Although they have three players 7 feet or taller, only Gerald Wallace can or will post up. And Wallace, 6-7, doesn't post up often.

DeSagana Diop, 7-0, appears to have been born without instincts.

Nazr Mohammed, 6-10, hit some baskets in the lane.

Starting center Tyson Chandler's line sounds like something Duke fans would yell at a visiting player: "Five fouls, two points." But it would be funny when they said it.

Chandler was matched against Orlando big man Dwight Howard. Chandler picked up his first foul less than three minutes into the game and his second 33 seconds later. He picked up two more in a 27-second span in the third quarter.
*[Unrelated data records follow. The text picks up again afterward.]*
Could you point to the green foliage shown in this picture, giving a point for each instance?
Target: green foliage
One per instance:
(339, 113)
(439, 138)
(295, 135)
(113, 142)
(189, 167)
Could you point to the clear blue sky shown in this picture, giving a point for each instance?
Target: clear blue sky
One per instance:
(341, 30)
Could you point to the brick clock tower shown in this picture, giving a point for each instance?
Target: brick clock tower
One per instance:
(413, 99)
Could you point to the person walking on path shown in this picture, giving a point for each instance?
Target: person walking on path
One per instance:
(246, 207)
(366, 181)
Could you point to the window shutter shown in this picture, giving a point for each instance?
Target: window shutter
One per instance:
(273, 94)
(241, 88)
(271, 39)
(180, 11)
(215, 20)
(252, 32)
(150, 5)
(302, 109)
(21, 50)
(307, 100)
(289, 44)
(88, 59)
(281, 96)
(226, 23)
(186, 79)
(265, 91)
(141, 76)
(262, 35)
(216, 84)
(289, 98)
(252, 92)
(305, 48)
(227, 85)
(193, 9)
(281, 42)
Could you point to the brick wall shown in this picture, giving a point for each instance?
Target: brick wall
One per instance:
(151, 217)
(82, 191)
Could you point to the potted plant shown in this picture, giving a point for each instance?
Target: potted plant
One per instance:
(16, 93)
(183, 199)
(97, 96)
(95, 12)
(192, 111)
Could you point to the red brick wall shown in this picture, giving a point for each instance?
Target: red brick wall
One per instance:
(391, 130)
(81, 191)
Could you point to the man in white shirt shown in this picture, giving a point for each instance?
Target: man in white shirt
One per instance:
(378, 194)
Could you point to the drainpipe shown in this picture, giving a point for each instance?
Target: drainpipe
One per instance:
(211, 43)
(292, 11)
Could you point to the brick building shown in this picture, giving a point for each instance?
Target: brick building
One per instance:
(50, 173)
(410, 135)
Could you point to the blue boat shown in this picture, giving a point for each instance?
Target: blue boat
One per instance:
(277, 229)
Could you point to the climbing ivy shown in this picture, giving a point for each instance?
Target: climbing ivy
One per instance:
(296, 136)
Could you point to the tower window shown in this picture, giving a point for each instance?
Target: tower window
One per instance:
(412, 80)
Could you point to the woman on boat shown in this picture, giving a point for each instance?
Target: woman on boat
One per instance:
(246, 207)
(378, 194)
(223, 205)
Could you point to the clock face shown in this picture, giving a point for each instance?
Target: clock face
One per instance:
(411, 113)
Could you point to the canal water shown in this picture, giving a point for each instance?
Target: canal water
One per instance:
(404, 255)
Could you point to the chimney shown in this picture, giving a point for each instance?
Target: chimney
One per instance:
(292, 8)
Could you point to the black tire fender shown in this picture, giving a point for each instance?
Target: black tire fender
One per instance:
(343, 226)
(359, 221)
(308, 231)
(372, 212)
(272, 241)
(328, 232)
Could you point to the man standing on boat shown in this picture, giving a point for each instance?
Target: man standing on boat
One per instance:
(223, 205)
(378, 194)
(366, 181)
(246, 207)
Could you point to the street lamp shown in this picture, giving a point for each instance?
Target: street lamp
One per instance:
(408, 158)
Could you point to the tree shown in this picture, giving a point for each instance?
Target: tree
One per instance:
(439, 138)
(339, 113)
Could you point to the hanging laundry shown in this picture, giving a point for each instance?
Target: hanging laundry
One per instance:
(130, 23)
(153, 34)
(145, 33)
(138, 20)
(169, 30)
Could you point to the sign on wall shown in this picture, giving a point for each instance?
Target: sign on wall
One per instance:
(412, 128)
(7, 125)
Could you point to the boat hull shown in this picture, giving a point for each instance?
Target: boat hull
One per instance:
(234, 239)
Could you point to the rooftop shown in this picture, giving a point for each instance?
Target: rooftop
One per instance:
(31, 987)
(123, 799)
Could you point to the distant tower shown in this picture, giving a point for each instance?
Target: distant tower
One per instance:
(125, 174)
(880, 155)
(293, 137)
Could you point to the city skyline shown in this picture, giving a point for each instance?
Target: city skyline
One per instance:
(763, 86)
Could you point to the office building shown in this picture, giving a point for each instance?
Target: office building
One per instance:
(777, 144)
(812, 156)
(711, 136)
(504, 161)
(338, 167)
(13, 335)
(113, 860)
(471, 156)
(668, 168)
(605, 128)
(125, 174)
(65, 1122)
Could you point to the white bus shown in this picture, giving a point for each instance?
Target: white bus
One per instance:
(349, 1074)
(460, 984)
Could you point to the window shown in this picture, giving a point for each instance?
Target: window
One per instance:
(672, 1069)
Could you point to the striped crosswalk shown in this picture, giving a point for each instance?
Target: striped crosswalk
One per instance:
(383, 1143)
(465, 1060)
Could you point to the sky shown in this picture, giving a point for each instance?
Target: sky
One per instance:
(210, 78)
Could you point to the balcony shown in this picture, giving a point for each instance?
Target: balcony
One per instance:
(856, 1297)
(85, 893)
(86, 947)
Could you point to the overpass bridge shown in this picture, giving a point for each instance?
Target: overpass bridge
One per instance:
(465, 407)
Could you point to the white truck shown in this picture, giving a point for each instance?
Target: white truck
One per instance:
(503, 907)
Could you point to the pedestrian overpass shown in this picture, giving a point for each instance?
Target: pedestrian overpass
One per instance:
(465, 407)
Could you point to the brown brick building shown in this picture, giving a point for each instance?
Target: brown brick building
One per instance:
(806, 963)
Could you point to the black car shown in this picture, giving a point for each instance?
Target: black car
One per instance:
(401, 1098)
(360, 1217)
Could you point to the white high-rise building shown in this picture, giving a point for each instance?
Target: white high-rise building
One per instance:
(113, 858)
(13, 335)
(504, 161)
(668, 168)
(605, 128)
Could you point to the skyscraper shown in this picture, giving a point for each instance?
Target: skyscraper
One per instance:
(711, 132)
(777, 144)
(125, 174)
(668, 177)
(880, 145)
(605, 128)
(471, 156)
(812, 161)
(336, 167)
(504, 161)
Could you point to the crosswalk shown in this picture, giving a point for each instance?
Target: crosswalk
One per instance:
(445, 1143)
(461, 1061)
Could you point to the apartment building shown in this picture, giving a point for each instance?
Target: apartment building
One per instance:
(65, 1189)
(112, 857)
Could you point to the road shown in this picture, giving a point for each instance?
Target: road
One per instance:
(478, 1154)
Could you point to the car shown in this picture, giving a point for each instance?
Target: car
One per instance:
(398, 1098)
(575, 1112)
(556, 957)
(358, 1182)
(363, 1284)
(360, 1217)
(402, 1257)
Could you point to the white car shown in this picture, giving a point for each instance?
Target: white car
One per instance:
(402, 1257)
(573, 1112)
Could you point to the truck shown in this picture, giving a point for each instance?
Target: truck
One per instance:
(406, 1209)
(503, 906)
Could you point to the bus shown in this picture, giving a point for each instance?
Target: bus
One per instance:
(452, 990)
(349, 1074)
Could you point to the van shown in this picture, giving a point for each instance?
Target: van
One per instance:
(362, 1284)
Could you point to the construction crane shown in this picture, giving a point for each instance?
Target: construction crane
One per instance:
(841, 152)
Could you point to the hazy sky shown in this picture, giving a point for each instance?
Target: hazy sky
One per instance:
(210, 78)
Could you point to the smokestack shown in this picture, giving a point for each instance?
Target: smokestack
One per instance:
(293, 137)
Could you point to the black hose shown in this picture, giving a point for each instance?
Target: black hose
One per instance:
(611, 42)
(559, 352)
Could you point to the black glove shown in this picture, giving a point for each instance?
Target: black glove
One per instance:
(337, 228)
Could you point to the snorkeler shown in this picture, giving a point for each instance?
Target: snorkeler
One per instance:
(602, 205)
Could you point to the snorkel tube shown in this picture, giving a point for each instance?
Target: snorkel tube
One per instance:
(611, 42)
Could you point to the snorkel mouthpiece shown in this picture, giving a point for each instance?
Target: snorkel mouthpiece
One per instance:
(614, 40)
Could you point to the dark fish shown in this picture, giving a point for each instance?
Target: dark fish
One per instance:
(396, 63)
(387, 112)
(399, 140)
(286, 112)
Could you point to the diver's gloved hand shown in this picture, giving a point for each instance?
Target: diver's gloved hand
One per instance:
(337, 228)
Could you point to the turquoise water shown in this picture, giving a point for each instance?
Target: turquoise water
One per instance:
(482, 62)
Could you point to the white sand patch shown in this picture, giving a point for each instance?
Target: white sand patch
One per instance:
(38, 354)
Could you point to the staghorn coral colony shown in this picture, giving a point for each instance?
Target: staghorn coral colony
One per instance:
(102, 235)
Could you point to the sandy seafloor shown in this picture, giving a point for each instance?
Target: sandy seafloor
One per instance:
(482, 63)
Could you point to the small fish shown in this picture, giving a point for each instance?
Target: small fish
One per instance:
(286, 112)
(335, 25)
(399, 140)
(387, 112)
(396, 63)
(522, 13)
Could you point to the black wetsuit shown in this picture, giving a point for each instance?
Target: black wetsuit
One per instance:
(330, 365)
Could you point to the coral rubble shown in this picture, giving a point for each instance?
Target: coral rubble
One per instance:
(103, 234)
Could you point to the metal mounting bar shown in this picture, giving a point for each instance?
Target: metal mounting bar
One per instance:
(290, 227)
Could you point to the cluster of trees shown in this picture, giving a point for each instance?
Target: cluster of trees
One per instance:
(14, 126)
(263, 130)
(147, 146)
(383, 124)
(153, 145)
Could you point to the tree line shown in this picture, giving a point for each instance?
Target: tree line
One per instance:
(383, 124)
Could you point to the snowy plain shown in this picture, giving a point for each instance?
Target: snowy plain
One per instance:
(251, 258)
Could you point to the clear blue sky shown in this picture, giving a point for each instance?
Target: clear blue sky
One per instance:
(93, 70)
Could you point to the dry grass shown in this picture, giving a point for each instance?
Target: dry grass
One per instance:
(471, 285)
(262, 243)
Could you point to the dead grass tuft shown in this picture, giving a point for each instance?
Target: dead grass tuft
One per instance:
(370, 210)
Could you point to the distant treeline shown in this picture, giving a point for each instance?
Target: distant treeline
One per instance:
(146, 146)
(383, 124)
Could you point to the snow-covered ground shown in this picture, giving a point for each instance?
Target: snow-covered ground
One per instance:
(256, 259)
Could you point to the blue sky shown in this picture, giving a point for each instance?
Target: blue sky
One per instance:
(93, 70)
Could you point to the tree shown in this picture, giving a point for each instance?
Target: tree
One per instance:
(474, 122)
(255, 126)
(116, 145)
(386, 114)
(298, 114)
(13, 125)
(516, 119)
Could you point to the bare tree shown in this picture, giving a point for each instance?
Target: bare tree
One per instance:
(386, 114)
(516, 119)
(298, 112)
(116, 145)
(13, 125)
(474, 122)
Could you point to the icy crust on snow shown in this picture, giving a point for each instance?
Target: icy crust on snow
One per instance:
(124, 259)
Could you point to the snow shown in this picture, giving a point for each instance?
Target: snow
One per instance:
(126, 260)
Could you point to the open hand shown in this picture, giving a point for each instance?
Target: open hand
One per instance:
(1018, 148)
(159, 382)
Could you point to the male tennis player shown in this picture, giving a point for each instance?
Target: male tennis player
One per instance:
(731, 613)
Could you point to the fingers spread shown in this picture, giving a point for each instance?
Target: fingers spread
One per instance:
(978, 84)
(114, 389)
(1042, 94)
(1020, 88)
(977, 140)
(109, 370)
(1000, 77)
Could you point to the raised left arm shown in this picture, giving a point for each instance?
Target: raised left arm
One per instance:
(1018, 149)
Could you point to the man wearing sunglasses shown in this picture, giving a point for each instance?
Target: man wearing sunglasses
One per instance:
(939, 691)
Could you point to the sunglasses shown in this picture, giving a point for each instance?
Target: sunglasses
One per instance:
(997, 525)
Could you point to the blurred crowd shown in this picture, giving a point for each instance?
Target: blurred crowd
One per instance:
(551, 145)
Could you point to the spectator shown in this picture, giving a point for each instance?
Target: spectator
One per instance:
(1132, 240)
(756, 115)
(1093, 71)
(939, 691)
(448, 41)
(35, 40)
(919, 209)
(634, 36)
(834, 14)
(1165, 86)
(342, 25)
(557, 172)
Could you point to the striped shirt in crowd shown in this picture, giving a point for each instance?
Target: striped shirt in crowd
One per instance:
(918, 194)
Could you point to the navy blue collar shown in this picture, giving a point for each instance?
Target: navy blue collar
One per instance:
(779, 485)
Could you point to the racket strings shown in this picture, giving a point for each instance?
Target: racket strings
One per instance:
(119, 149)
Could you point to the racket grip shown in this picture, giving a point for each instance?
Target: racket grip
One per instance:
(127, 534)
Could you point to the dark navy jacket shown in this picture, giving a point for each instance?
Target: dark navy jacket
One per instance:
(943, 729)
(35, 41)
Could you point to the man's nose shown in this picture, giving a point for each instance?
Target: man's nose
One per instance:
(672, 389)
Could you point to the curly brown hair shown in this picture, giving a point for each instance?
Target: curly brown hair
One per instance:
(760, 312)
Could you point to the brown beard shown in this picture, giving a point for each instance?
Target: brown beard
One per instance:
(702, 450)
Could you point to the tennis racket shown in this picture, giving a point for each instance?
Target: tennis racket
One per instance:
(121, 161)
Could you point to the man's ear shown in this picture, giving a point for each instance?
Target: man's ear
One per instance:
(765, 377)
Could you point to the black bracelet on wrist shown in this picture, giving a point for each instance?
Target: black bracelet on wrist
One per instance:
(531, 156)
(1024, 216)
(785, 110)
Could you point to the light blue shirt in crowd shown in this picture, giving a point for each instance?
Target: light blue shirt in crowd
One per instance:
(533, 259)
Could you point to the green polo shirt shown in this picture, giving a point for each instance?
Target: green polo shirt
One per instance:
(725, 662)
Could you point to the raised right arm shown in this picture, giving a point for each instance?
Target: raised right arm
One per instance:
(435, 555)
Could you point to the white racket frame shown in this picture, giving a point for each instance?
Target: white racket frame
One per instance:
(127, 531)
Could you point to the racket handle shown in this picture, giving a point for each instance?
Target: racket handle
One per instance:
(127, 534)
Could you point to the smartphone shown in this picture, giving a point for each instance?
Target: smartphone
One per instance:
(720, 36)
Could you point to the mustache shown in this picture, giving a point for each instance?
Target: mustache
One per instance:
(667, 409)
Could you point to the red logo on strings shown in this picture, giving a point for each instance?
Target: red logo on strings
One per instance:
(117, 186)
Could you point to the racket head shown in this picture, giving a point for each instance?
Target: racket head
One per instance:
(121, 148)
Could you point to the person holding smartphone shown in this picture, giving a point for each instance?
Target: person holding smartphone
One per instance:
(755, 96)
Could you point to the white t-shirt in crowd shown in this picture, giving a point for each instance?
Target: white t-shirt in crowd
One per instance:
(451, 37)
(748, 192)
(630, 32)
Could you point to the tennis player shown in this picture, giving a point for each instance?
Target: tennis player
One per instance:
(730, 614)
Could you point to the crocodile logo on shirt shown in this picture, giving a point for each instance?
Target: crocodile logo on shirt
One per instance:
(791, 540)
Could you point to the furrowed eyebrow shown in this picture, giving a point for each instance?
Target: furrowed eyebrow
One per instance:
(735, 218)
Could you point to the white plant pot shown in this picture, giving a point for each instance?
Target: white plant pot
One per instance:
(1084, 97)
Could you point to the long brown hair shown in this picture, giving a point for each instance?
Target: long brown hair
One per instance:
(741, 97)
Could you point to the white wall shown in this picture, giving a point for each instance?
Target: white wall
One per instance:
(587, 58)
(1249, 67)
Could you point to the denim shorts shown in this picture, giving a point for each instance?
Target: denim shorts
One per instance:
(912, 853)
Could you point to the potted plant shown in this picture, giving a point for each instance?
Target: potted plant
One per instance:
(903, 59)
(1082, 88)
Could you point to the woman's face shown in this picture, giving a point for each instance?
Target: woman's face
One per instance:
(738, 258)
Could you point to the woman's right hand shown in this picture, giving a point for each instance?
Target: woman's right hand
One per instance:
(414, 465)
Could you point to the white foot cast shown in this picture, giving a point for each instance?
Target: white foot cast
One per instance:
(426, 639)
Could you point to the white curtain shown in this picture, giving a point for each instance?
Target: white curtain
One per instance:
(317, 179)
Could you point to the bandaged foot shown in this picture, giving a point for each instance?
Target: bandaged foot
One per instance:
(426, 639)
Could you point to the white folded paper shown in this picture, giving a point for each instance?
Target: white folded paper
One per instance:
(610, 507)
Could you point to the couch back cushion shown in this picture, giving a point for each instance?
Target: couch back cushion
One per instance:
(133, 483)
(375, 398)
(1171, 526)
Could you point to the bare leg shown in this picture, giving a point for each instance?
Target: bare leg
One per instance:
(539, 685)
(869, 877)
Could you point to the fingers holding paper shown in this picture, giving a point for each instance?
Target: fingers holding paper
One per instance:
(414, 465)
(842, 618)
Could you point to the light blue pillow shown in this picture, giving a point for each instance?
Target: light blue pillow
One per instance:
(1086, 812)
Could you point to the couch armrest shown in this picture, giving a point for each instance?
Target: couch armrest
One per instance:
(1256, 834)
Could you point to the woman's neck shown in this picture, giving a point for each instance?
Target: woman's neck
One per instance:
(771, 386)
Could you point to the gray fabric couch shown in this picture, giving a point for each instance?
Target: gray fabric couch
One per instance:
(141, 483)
I ask Larry Brown if all the fouls are legitimate.

"Come on, man," he says.

Brown and the team were fined $60,000 apiece for his preseason diatribe against the replacement referees. He apparently did not want to risk another by criticizing the real ones.

The Bobcats are not terrible. They aren't good. When all the parts work, when the guards penetrate and the passes are deft and the jump shots go in, they're entertaining and effective, as their 20-point victory against Atlanta attests.

And when all the parts don't work ...

They shot only 14 free-throws Tuesday, same as the 3-point loving Magic.

"We've got to figure out how we can get some respect," Brown says.

You could post up and penetrate. You could attack. You could snap the ball around until it lands in the hands of the player with the open shot. You could watch the fans intimidate the officials and revel in the benefits.

But that would have been tough at Time Warner Cable Arena on Tuesday. On the box score NBA teams distribute are two numbers on top of each other. The first is the length of the game and the second is attendance.

The rain-soaked crowd was so sparse I thought 2:02, the length of the game, was the attendance.

The Bobcats turned tough in the third quarter. Raymond Felton hit four of five from the field, scored 12 points and added two assists and a steal.

"That's how we have to play every quarter," Felton says.

They ran, they challenged and they went to the basket as if the shot-blocking Howard wasn't there. They cut the Magic lead to six.

But after scoring 30 points in the third, they scored only 10 in the fourth. They made four baskets and missed all seven 3-pointers, and Chandler picked up another foul.

Seven games into the season, what's it mean?

It means the Bobcats fall 31/2 games behind the Boston Celtics but lead the Carolina Panthers by half a game.